BABYLON: They're like the Saudis of syrup.
SAGAL: They're the Saudis of syrup.
GOLDTHWAIT: This is why we have to come up with electronic pancakes. Pancakes that run on their own.
SAGAL: Bobcat, what do turtles, a steak, 2 puppies, a bottle of vodka, 16 Cuban bullfinches, several monkeys, a hockey puck, an iPad, a bunch of snakes, lots and lots of drugs, and a meal consisting of a Cuban sandwich, a strawberry parfait, and a 12 ounce beer have in common?
GOLDTHWAIT: What was found in the lower tract of an elephant.
SAGAL: No. It turns out all these people weren't happy to see you.
ROBERTS: It's sort of the running theme of the whole show, of Carl.
GOLDTHWAIT: A surprise party.
SAGAL: No. That would be a fine surprise party, those things.
GOLDTHWAIT: These people weren't happy to see you.
SAGAL: You know the old joke, is that a - or are you happy to see me?
SAGAL: Roxanne, do you know this one?
ROBERTS: It has to be pants.
SAGAL: Down your pants.
(SOUNDBITE OF BELL)
SAGAL: Those are all things that people got caught stuffing down their pants in 2012.
GOLDTHWAIT: Oh my.
BABYLON: Do the list one more time, because that was crazy.
SAGAL: All right, here we go, one more time.
GOLDTHWAIT: No, no, no.
SAGAL: This is a partial list: turtles, a steak, 2 puppies, a bottle of vodka, 16 Cuban bullfinches, several monkeys, a hockey puck, an iPad, a bunch of snakes, lots of drugs, and a Cuban sandwich, a strawberry parfait, and a 12 ounce beer.
BABYLON: OK, the 16 what?
SAGAL: Cuban bullfinches.
BABYLON: What is that?
SAGAL: It's a bird. They were smuggling birds.
BABYLON: So all 16, all in the pants?
GOLDTHWAIT: Yeah. It's a new version of the "12 Days of Christmas."
SAGAL: It really is.
SAGAL: And a partridge in my pants.
BABYLON: Bird finches, all right.
ROBERTS: Puppies could be kind of cute.
SAGAL: Yeah, that would be.
GOLDTHWAIT: Puppies in your pants.
SAGAL: When you think about the last thing in the list, it's crazy. It's like it's really a special sort of thief who sneaks the sandwich and the beer into his pants and thinks, you know what...

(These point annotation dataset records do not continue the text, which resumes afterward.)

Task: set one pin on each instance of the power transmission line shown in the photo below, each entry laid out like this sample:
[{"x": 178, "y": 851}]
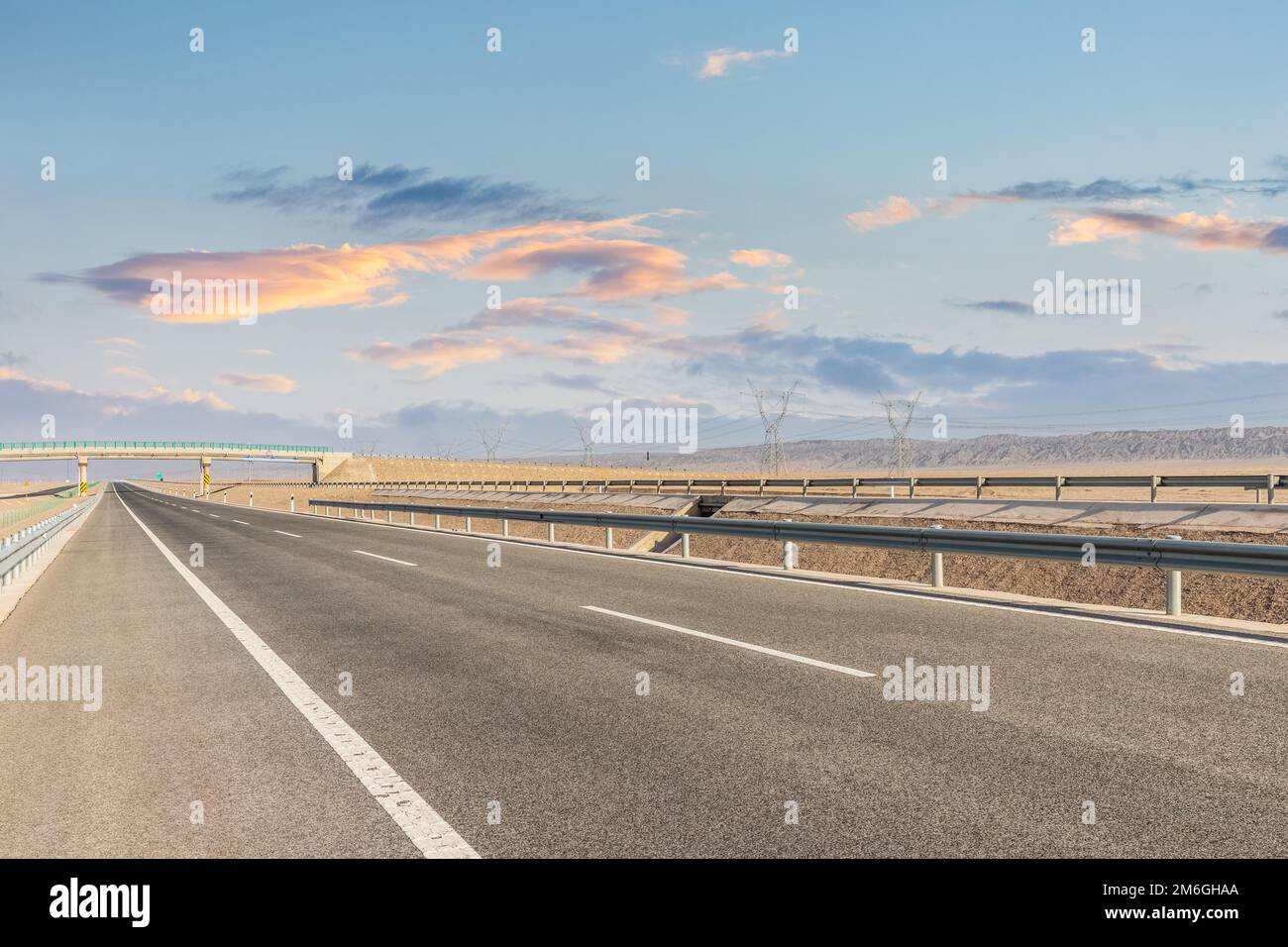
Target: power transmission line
[
  {"x": 900, "y": 412},
  {"x": 490, "y": 438},
  {"x": 588, "y": 444},
  {"x": 772, "y": 419}
]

BABYLON: I need a parfait.
SAGAL: ...I want dessert, too.
BABYLON: I need a parfait, baby.
GOLDTHWAIT: He's just bold.
SAGAL: Because the Cuban bullfinches might get hungry. They're down there, too.
GOLDTHWAIT: Here's why I got thrown off. This isn't one guy's pants.
SAGAL: No, no.
SAGAL: Different guys, different guys.
GOLDTHWAIT: All right.
BABYLON: I'm sorry. I don't to derail the show.
SAGAL: All right.
BABYLON: But you said parfait, but I'm very upset at Kentucky Fried Chicken or KFC, they discontinued the strawberry parfait dessert across the system.
SAGAL: You're upset about that.
BABYLON: Very upset.
ROBERTS: Is this recent?
BABYLON: This is recent. I've gone to KFC after KFC. They don't carry them anymore.
BABYLON: I've gotten in multiple arguments with management about this.
BABYLON: Yeah. It was cost effective. It was delicious. And I'm just mad.
ROBERTS: Were people smuggling the parfaits out of KFC?
BABYLON: If it's any parfait that should have been smuggled, it should be a KFC strawberry parfait.
BABYLON: That is all.
SAGAL: All right.
BABYLON: Thank you very much. Thank you. Thank you.